Energy performance certification of buildings: a policy tool to improve energy efficiency
This paper offers guidance for best practice in implementing building energy certification programs.
Buildings currently account for 40% of energy use in most countries, putting them among the largest end-use sectors. The International Energy Agency (IEA) has identified the building sector as one of the most cost-effective sectors for reducing energy consumption.
Energy performance certification is a key policy instrument that can assist governments in reducing energy consumption in buildings. It provides decision makers in the buildings industry and the property marketplace with objective information on a given building, either in relation to achieving a specified level of energy performance or in comparison to other similar buildings.
As such, certification can help governments achieve national energy targets and enhance environmental, social and economic sustainability in the building sector. Often, certification is most successful when complemented with other initiatives that support energy efficiency.

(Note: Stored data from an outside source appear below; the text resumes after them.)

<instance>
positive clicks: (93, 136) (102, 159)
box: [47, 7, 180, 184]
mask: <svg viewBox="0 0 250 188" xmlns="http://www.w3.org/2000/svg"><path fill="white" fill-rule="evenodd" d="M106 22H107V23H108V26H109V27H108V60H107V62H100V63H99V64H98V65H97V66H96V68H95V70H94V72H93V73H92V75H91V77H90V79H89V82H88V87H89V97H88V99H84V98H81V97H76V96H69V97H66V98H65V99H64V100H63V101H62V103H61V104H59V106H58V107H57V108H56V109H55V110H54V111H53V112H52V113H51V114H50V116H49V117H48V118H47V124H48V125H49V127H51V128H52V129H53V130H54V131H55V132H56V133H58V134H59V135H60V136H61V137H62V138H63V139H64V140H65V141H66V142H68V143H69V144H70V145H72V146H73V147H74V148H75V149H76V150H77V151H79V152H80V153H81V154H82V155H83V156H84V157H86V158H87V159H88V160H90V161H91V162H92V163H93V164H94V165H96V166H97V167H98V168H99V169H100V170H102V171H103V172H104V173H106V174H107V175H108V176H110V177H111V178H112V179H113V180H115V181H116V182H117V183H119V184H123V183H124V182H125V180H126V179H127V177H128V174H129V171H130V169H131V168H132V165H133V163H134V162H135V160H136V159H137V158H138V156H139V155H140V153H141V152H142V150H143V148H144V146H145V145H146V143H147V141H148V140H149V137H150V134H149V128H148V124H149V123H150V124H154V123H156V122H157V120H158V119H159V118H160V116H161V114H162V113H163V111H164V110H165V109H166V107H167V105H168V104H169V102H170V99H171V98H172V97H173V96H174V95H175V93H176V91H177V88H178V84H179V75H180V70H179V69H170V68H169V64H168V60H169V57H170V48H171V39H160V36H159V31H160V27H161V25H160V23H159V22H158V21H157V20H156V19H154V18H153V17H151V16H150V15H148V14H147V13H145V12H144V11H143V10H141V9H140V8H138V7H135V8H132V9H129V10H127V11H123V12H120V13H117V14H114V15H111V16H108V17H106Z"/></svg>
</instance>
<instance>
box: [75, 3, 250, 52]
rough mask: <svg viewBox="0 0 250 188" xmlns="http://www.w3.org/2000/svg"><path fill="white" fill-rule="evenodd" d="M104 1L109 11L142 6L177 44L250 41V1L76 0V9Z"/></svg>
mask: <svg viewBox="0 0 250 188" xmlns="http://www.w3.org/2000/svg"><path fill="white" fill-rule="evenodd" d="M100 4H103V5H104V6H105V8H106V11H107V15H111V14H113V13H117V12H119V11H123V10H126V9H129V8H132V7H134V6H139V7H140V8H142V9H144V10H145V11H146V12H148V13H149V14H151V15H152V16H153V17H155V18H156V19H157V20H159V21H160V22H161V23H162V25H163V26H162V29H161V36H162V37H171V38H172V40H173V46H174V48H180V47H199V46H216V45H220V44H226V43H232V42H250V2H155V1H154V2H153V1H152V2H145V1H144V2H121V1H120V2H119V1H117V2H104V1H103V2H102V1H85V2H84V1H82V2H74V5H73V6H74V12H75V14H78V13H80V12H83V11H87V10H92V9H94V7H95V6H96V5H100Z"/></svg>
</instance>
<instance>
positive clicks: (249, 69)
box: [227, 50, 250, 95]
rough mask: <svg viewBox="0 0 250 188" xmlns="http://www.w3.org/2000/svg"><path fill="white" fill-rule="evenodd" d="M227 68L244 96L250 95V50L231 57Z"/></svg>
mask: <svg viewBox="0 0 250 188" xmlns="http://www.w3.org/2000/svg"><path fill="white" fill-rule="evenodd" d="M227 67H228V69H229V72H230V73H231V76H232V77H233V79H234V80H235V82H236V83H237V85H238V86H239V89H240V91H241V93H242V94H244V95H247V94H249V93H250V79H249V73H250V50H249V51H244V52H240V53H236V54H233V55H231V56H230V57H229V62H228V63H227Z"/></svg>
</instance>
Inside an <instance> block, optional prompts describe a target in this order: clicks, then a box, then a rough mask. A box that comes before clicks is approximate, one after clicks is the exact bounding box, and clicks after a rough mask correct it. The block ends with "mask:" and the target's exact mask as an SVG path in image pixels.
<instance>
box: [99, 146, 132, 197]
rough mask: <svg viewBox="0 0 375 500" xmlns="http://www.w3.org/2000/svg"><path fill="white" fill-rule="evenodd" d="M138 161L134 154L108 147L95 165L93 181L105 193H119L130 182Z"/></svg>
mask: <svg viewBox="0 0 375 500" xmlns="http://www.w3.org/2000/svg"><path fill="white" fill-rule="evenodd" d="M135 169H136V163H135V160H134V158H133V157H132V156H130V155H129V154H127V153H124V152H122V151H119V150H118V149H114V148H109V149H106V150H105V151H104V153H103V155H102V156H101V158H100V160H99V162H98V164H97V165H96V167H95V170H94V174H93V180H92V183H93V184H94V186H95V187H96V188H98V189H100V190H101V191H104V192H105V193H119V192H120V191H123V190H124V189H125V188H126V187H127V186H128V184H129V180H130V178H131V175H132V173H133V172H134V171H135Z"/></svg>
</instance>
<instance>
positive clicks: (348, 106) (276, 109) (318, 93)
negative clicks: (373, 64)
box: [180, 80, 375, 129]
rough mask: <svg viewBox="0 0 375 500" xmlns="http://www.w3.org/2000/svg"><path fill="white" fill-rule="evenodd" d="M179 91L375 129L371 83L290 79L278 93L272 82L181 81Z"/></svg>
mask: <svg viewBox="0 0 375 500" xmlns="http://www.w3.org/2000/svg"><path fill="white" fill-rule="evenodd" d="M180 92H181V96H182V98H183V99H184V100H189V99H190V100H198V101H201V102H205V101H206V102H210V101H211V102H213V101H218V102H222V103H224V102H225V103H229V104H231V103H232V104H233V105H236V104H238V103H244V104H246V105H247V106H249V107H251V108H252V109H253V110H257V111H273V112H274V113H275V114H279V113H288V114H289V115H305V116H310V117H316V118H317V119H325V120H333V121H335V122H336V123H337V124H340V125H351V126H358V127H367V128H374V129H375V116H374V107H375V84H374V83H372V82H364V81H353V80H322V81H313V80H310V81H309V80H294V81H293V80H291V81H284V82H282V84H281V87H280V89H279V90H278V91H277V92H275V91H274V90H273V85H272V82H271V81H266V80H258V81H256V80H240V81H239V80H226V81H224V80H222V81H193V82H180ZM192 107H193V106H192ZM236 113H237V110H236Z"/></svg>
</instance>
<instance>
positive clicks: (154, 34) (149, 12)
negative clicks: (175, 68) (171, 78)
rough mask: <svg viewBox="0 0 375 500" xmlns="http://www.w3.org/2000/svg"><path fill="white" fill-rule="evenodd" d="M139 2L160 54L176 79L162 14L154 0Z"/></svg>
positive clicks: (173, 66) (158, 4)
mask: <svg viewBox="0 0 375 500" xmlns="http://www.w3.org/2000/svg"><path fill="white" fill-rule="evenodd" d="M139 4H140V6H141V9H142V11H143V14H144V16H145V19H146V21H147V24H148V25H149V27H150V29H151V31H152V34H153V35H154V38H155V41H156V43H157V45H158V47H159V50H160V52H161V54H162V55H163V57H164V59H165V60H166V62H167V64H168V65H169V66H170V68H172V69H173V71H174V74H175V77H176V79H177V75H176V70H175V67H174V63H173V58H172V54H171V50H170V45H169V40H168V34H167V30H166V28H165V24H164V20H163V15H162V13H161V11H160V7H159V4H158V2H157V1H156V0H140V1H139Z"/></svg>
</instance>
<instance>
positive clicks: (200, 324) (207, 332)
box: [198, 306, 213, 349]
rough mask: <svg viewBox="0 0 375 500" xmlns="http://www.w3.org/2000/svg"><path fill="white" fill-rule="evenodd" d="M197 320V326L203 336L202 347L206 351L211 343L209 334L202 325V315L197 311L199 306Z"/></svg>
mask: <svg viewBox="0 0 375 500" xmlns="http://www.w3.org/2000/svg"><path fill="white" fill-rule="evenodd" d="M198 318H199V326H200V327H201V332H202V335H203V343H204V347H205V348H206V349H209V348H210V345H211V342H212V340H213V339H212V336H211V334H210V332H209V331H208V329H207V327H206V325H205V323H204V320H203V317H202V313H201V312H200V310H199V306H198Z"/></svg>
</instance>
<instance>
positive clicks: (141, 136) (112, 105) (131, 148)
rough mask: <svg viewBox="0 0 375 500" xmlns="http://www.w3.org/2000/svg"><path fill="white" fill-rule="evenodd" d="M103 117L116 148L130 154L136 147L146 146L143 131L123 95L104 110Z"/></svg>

This publication proposes a pathway comprising of four stages for the development and implementation of energy certification schemes for buildings:
Plan: define the terms of reference for the energy performance certification scheme, and develop an appropriate policy framework and action plan; engage multiple actors, allocate sufficient resources and communicate often with all stakeholders.
Implement: provide for training and support to ensure well-qualified building assessors; raise awareness of the scheme in industry and among the public; ensure efficient operation of systems for central collection, review and dissemination of data.
Monitor: establish quality control mechanisms to monitor performance of the certification scheme and of the assessors (and provide support for assessors); communicate results and outcomes openly to relevant stakeholders.
Evaluate: analyze whether the certification scheme is achieving established goals and adjust scheme or systems as needed to increase impact; consider expanding the scheme to include environmental issues and assess its effectiveness in relation to supporting (and being supported by) other policy measures.